Non solo il calcio è chiamato a rialzare la testa, ma i valori più profondi dello sport devono essere rispolverati per non concedergli di cadere nel dimenticatoio o peggio ancora per essere usati come finti ideali, tali da giustificare l’ uso del doping. Forse come quei fasulli valori che negli anni più luminosi della carriera di un campione amato come Marco Pantani hanno portato il ciclista romagnolo all’ uso anche di cocaina.

Chissà quale visione di una vita di un successo tanto glorioso quanto facile da raggiungere debbano aver raccontato a Pantani. Chissà a quante bugie ha creduto il povero Marco. Massacrato dalla sfortuna voleva ritornare il campione che era stato, e per uscire dall’ orbita della malasorte non ebbe miglior consiglio se non quello di usare certe sostanze.

A testimonianza di come anche un campione affermato, se mal consigliato e mal assistito può commettere certi errori.

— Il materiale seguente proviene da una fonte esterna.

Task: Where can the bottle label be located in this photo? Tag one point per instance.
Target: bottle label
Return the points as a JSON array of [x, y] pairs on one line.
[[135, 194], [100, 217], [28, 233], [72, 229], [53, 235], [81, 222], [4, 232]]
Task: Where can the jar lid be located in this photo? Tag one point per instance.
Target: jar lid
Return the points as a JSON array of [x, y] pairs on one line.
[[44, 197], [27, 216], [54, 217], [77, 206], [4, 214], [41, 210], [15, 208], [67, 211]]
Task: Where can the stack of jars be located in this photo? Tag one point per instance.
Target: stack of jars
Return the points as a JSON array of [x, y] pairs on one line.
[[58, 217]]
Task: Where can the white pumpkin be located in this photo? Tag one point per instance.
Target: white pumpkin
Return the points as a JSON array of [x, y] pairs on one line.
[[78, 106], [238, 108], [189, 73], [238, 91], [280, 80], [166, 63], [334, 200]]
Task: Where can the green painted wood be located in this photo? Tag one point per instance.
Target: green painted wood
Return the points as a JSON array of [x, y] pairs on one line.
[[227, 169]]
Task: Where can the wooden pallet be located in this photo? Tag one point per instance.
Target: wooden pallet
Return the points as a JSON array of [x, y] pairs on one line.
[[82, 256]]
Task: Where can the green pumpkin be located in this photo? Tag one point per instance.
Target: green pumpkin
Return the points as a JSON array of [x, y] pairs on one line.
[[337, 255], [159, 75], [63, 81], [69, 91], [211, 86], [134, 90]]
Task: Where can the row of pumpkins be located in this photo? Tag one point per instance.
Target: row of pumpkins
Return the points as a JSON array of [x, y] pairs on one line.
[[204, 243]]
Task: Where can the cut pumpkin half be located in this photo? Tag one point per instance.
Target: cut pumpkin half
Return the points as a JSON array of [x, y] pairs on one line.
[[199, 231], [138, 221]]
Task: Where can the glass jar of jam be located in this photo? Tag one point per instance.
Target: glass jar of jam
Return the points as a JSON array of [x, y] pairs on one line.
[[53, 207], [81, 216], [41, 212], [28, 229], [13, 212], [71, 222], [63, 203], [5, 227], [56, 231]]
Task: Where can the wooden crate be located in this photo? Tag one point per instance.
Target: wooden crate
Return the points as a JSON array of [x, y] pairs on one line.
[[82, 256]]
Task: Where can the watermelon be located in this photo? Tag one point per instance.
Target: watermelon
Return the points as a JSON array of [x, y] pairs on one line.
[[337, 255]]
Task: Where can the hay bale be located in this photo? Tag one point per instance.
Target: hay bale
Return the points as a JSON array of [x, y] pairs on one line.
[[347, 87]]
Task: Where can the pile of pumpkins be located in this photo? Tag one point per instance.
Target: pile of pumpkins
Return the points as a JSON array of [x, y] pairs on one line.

Certo, Marco ha saputo sbagliare da solo, ma il suo carattere fragile ed emotivo dovevano suonare come un campanello d’ allarme nelle orecchie di chi gli stava vicino, e forse non ha fatto tutto per aiutarlo a uscire dal tunnel.
Da quel tunnel che poi ha condotto Pantani alla morte non più di un anno fa, quando ha deciso di togliersi la vita. E’ morto solo, come solo è stato lasciato nei momenti più difficili.
La morte di Marco deve aiutare gli addetti ai lavori del mondo dello sport a capire quanto siano importanti le campagne di sensibilizzazione contro il doping.
Campagne dirette ai giovani, ai giovanissimi, a uomini e donne, a professionisti e dilettanti, a calciatori e ciclisti, a cestisti e tennisti, praticamente a tutti, senza nessuna distinzione.

Perché il doping quando sceglie le sue vittime non fa distinzione. Perché non vogliamo più ritrovarci in tristi resoconti di vicende come quelle di Marco Pantani.